Measuring the Sentiment of 20,858 Sales Calls
If you’ve followed us at Gong.io, you know we publish data from analyzing sales calls with our AI-powered conversation intelligence platform to figure out what works (and what doesn’t) in sales conversations.
This time, our data science team measured something we call “sentiment.” They analyzed 20,858 transcribed B2B sales call recordings against a sales-specific dictionary, ranking every word, sentence, and overall conversation with one of the following “sentiment scores”:
- Very negative (-2)
- Negative (-1)
- Neutral (0)
- Positive (1)
- Very positive (2)
All of these calls were transcribed, speaker separated to differentiate between the salesperson and the prospect, and tied to their CRM records so we could analyze this data against the outcome of the deal.

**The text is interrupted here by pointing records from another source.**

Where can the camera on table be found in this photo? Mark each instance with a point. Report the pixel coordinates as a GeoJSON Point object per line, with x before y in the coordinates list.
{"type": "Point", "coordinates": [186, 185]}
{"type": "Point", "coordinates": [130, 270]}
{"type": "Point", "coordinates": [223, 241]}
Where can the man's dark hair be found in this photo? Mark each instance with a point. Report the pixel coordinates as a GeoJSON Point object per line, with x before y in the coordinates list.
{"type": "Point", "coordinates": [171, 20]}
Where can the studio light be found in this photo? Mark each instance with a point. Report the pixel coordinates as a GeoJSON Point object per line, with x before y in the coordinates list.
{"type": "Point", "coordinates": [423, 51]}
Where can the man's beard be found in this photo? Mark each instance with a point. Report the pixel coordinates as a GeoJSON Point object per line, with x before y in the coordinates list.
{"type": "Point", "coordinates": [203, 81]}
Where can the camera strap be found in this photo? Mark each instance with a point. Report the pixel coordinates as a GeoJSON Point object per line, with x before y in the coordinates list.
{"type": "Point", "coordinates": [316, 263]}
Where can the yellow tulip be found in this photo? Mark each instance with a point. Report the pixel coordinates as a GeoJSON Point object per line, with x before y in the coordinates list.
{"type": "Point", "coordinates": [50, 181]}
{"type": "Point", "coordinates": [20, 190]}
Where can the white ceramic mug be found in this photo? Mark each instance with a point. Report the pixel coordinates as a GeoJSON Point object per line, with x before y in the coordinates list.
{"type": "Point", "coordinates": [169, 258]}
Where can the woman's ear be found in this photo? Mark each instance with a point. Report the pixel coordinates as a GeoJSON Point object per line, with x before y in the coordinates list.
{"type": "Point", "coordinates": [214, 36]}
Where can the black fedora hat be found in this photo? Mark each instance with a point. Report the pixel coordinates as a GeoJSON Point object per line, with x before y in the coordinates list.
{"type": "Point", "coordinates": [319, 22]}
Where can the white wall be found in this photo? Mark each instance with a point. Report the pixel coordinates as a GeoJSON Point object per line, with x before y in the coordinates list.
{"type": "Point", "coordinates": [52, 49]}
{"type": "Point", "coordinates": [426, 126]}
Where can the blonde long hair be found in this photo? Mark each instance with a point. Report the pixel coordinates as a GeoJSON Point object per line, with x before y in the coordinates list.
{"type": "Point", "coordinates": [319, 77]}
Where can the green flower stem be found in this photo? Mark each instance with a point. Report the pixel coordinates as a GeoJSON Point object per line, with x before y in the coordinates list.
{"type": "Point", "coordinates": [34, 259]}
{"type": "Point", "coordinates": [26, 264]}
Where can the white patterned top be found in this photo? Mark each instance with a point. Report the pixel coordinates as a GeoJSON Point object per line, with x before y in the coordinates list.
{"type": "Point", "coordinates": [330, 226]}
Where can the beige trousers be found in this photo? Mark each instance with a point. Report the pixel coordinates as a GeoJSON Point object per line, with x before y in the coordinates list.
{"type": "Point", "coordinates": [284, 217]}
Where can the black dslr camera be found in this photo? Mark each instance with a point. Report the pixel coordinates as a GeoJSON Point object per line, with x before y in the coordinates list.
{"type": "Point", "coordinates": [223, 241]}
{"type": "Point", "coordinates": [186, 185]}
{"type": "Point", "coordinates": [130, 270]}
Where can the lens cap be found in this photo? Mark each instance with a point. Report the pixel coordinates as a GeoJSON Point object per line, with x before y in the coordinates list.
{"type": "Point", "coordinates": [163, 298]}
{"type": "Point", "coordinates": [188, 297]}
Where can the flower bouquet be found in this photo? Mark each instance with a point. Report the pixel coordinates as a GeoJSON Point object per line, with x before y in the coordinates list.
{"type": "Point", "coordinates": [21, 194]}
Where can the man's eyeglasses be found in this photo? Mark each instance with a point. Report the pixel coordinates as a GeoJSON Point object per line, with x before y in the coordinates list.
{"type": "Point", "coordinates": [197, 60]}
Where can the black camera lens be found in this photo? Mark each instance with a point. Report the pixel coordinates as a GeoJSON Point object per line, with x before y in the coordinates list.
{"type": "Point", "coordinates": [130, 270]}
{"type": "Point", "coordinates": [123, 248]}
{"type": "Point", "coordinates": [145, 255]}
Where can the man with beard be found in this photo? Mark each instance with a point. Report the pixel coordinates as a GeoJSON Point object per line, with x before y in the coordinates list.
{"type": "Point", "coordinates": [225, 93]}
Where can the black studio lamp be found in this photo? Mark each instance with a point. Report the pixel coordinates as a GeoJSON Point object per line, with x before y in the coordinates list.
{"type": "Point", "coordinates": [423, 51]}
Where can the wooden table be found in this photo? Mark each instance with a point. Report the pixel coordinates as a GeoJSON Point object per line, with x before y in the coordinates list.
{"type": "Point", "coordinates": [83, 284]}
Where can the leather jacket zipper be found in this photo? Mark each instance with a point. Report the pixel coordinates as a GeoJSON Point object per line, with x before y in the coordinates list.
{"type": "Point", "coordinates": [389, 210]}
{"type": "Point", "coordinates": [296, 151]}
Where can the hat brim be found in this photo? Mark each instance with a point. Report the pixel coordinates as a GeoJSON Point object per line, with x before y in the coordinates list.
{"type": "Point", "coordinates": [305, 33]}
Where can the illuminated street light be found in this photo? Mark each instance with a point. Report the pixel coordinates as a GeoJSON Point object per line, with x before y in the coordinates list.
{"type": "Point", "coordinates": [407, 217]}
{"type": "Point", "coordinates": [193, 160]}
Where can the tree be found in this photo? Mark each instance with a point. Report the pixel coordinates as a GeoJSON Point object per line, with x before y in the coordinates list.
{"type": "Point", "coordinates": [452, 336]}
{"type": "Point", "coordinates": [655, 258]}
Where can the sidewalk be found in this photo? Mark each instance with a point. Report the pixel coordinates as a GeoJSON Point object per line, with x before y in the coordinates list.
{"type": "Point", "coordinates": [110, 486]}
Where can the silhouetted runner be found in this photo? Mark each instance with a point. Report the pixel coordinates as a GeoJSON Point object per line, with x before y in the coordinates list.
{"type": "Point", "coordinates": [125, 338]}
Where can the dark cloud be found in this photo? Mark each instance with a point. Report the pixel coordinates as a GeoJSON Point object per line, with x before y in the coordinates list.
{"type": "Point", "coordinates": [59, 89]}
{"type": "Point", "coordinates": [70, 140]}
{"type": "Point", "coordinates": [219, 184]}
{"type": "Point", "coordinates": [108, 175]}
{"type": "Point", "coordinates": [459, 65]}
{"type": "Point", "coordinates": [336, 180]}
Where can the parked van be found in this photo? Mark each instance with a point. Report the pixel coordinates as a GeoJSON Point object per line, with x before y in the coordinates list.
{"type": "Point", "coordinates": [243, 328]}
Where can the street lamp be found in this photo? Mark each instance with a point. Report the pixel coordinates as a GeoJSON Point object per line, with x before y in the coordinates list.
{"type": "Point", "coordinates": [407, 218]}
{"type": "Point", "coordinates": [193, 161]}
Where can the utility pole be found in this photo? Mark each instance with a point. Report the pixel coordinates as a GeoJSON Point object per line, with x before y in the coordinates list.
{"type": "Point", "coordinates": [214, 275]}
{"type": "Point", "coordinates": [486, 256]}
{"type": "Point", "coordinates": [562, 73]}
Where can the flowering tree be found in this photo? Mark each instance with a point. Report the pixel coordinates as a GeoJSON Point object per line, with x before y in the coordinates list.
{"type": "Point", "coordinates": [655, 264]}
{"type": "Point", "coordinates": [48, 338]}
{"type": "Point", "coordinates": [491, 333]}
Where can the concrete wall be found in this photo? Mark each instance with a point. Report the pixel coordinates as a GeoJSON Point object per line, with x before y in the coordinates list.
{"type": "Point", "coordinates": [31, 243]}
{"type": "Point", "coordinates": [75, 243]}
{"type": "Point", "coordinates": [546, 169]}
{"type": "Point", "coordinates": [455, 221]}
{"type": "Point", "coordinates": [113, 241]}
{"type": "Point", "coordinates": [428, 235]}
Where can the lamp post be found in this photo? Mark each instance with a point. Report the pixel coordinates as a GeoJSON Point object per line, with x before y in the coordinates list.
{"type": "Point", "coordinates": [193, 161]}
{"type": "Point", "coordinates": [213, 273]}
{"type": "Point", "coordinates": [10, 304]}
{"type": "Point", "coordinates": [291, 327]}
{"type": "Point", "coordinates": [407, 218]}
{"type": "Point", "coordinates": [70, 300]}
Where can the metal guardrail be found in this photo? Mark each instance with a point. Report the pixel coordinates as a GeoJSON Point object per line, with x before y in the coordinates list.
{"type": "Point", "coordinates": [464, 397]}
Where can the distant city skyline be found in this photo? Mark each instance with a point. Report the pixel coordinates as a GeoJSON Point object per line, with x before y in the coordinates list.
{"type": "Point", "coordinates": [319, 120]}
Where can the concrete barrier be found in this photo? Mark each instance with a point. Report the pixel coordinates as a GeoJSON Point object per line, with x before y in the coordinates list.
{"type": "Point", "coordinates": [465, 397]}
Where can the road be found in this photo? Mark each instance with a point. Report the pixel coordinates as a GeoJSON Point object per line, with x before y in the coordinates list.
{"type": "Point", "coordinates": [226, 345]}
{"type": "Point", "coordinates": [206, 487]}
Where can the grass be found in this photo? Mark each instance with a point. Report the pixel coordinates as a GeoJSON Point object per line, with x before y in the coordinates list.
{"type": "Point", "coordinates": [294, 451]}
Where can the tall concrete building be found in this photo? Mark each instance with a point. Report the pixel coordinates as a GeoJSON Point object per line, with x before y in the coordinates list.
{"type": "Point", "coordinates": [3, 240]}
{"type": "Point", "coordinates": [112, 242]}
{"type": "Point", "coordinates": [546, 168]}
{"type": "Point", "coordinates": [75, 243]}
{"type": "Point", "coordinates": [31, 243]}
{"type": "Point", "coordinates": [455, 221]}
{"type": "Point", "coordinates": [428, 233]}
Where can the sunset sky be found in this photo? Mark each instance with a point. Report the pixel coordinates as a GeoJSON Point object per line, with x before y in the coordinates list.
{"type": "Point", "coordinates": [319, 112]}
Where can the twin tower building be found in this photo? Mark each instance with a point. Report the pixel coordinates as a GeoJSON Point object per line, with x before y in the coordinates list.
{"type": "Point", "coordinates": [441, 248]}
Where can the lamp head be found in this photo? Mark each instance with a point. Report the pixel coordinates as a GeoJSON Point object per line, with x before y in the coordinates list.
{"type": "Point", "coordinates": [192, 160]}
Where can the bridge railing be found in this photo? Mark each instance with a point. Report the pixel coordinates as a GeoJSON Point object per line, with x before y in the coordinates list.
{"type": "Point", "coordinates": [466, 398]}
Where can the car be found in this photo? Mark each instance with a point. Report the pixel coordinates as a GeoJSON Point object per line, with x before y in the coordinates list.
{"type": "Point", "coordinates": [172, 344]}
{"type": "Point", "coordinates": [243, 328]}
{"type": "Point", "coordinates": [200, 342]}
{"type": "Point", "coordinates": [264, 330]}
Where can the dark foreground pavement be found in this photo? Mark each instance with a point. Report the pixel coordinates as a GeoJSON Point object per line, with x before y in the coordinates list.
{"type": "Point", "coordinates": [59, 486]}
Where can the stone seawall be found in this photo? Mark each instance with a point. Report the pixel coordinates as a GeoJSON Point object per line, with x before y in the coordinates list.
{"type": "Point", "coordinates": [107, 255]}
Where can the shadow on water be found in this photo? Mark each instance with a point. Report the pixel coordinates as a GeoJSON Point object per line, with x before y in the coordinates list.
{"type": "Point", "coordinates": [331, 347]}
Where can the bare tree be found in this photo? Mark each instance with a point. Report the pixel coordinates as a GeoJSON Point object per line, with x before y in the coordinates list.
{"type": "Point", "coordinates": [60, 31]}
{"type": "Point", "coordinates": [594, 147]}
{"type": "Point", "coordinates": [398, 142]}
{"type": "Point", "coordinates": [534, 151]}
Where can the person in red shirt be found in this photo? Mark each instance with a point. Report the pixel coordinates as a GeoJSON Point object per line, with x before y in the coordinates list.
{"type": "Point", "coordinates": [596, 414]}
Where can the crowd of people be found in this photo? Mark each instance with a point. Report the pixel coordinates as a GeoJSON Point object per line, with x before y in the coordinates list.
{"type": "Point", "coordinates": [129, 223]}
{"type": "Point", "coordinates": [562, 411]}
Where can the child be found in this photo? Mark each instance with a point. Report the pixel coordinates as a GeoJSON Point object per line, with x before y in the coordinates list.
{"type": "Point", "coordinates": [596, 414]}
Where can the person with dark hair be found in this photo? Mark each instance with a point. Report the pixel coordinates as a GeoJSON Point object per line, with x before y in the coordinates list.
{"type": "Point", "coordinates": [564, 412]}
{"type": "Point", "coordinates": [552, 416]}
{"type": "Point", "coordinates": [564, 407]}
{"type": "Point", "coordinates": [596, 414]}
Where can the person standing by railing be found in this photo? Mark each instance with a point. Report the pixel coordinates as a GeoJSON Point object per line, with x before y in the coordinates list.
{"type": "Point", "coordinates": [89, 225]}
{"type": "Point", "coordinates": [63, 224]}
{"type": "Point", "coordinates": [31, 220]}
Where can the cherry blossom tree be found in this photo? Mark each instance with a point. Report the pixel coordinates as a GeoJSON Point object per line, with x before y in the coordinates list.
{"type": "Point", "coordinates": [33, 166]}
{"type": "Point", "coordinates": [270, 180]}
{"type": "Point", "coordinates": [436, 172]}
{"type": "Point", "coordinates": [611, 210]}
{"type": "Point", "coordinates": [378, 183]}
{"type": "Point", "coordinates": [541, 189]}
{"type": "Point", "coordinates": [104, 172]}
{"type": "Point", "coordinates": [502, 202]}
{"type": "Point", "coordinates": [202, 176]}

“Tire Kickers” Use More Positive Language Than Buyers
It turns out, lost deals actually have a 12.8% higher sentiment score (in other words, the buyer uses more positive and less negative language, generating an overall higher “score) than closed-won deals, across all calls that span the sales cycle:
Said another way, when buyers express concerns, objections, and otherwise “negative” conversation topics, it could actually be a positive signal for the deal.
Closed-won deals, by contrast, have lower sentiment scores and more overall objections and concerns raised throughout the sales cycle.
We also found that positive sentiment levels gradually but consistently decline as a deal progresses through each opportunity stage, drawing closer to the finish line.
In other words, as the buyer approaches the final decision, the less enthusiastic and positive they will seem:
Notice that there is actually an increase in sentiment from the first to the second deal stage (possibly indicating that a presentation is delivered in the second stage, generating the buyer’s initial enthusiasm).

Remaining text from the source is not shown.